Heme oxygenase-1 has potent antioxidant and anti-inflammatory functions, although the underlying mechanisms are not yet well understood [53]. The disruption of Hmox1 in macrophages in vivo and the release of nonmetabolized heme cause tissue inflammation [54]. Additionally, expression of the Slc11a1 gene has been associated with a twofold increase in Hmox1 transcriptional levels in macrophages undergoing erythrophagocytosis [55]. Although Hmox1 seems to alter macrophage activity, no involvement with arthritis is described in the literature. In the present work, AIRmax mice homozygous for the Slc11a1 S allele showed higher Hmox1 and Msr1 gene expression than AIRmax mice, suggesting that Slc11a1 interacts with these two genes (figure 4). Similarly, chemokine genes are also up-regulated in AIRmax mice, evidencing a specific gene expression profile of this line that favors chronic inflammation and consequent susceptibility to arthritis. In this way, Slc11a1 S allele should alter the macrophage activity, promoting modulation of chemokines, heme oxygenase, apoptosis, transport, scavenger receptor and inflammatory genes expressed by these cells (Table 2).
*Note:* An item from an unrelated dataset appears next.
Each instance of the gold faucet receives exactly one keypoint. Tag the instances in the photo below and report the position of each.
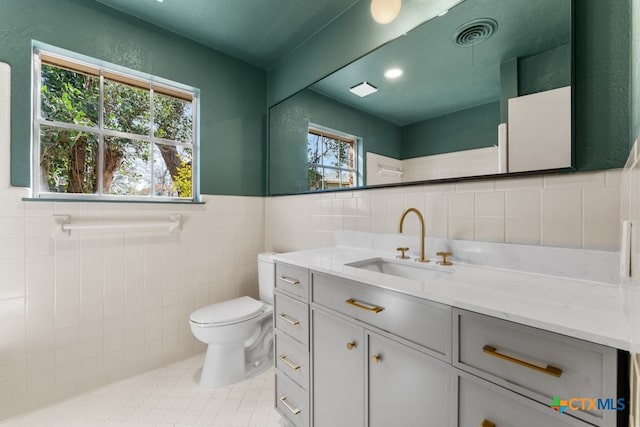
(417, 212)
The interaction of the Slc11a1 S allele with high inflammatory background QTL in AIRmax mice modulated the Biogel-induced early acute inflammation, infection resistance [6], and pristane induced-arthritis [5]. AIRmax also showed faster ear-wound closure than AIRmax mice, suggesting that the Slc11a1S allele favors ear tissue regeneration [8].

Taken together, the results of the present work provide interesting insights into the molecular inflammatory mechanisms involved in arthritis onset, and may also exert influences on other experimentally induced diseases. Further studies will be necessary to gain a thorough understanding of the genetic and cellular mechanisms involved in arthritis progression and to provide models for investigating therapeutic treatments that could modulate inflammatory events.